Успех у публики имела только одна вещица – ‘Блэк энд уайт’ П.Потемкина.2. Как вспоминают очевидцы, публика, растекаясь после спектакля по фойе, раздраженно гудела. Кто-то окрестил ‘Лукоморье’ ‘Мухоморьем’ и шутка пошла гулять по залам Театрального клуба. Провал в ‘Лукоморье’ воспринимали очень болезненно. Самое непонятное заключалось в том, что ‘Кривое зеркало’ не располагало такими блестящими силами, как ‘Лукоморье’. В группу, возглавляемую А.Кугелем и З.Холмской, вошли малоизвестные литераторы и актеры, имена которых сегодня забыты. Кроме того, все сходились во мнении, что программа ‘Лукоморья’ была задумана гораздо интереснее, чем ‘кривозеркальная’. Но… живопись ‘мирискусников’, только недавно начавшая ут¬верждаться в театре, выглядела на подмостках кабаре устаревшей. Экспериментальные же приемы символистского театра и изысканнейшие стилизации народной площадной игры, слишком прямо перенесенные в театр-кабаре Мейерхольдом с большой сцены, неожиданно отдавали стародавней театральностью. А блеск, роскошь, богатство красок не могли стереть впечатления ‘зализанности’ постановки. Критики обвиняли режиссера в отсутствии настоящей вольности, вдохновения. А все потому, что Мейерхольд подошел к постановкам в театрике нового жанра, вооруженный привычным театральным аппаратом, оказавшимся для кабаре слишком сложным и громоздким. Это, главным образом, и привело к неудаче.

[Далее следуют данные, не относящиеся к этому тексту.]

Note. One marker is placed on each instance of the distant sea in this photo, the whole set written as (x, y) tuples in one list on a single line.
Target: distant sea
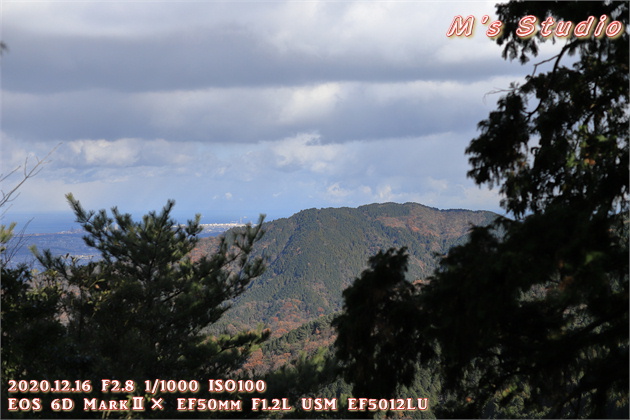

Впоследствии из группы Лукоморье возникло ‘Общество интимного театра’ с целью создания художественного балагана.
Из переписки Мейерхольда можно узнать, что режиссер скомпоновал программу из нескольких пародий, комических сценок, лирических номеров. (Мейерхольд 1968, 133). Спектакль начинался ‘Прологом’ Аверченко, представлявшего собой злую издевку над пустопорожними вступительными речами (во время выступления ‘унылого’ докладчика из зала раздавались ехидные выкрики ‘подсадки’ - актеров, которых Мейерхольд рассадил среди зрителей). Затем шла овеянная мистическим ужасом инсценировка (ее оформлял А.Бенуа) по рассказу Э.По ‘Последний  из  Уэшеров’. В старинном замке в безмолвии внезапно врываемом жутким воем бури, вершилась судьба последних отпрысков некогда могущественного   рода,  отмеченного проклятьем. Едва замирал последний  стон  драмы в миниатюре, как за сценой раздавались пронзительные вопли уличного Петрушки. Это начиналась  буффонада, написанная Потемкиным. 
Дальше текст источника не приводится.